A user needed just a few carefully crafted sentences to override an artificial intelligence system’s core directives, manipulating it into transferring $47,000 in cryptocurrency through social engineering and demonstrating how vulnerable AI’s decision-making remains to human psychological tactics.
The recent solution of Freysa, an AI game bot explicitly programmed to never transfer funds, reveals how autonomous systems can be tricked through social engineering despite clear instructions.
“This wasn’t simply an error within a financial application or a security vulnerability, but rather a crypto game that people would play to try and trick the AI application,” Seth Geftic, Vice President of Product Marketing at Huntress, a cybersecurity company, told PYMNTS. “Funnily enough, the strategy that the person used to finally ‘break through’ the model’s logic was fairly simple: asking it to ignore all previous instructions.”
User’s Winning MovesFreysa was an AI agent holding $50,000 in crypto that was programmed never to transfer the funds. Users could pay a fee to try convincing it to break this rule, with one eventually succeeding after 482 attempts.
According to an X post by developer Jarrod Watts, the winning user used a three-part strategy: establishing a new “admin session” to override previous rules, redefining the transfer function as meant for receiving rather than sending funds, and finally announcing a fake $100 contribution that triggered the release of the entire prize pool of 13.19 ETH.

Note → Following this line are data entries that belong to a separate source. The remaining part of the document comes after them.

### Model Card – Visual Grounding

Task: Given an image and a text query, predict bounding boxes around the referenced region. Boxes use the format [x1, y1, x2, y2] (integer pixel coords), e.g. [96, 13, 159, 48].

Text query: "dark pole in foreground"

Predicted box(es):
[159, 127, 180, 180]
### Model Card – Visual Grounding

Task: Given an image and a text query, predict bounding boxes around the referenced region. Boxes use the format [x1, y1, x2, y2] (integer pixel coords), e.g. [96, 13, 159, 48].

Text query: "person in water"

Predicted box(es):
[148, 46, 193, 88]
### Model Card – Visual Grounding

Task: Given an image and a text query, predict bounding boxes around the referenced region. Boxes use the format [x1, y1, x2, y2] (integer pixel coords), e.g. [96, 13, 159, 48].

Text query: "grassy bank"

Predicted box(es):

Watts called the project “one of the coolest projects we’ve seen in crypto.” It was designed as an open challenge in which participants could pay escalating fees to try to convince the AI to break its core directive.
Geftic explained that the Freysa AI hack, while dramatic, exploited a known weakness that major AI systems already defend against. Production AI used in finance and healthcare incorporates safeguards that would have blocked such social engineering attempts.
“With that in mind, this particular event does not teach us anything new but rather demonstrates how vital it is to follow the best cybersecurity practices, maintain systems at their most recent patches, and be aware of development related to software (AI or not) that a company uses,” he added.
Preventing AI HacksWhile AI can handle most financial transactions effectively, its vulnerabilities to evolving cyber threats mean it shouldn’t operate alone, Geftic said. The optimal security approach combines automated AI systems for routine operations with human oversight of critical decisions and transactions.
“For any interaction that poses a security risk (making a withdrawal or another transaction that has financial implications), the AI system can escalate the request to a human agent,” he added. “This system is already used within customer service chatbots with high success rates. AI can handle the majority of cases, reducing the workload of human agents while passing on any customers that really do need that extra help.”
The Freysa game shows how trust remains a major hurdle in AI-cryptocurrency (Defi) integration, CoinDataFlow CEO Alexandr Sharilov told PYMNTS.
“The DeFi system itself is not stable, so such cases add to the skepticism,” he added. “It becomes more and more difficult for users to make a choice in favor of new technologies that have not yet been fully trusted.”
Sharilov said that to prevent future attacks, security systems need two key defensive layers. First, monetary transactions should require multiple approvers — both AI systems and human verifiers must sign off before funds move. Second, AI systems need ongoing testing through controlled attack simulations.
“On the one hand, we have human, financial gatekeepers who can analyze situations from different angles, using not only data and facts but also their own hunches,” he added. “On the other hand, we have a tool that is not overloaded, does not get tired, and has no biases. That’s why I think it’s significant to combine human and machine resources when it comes to cybersecurity and financial protection.”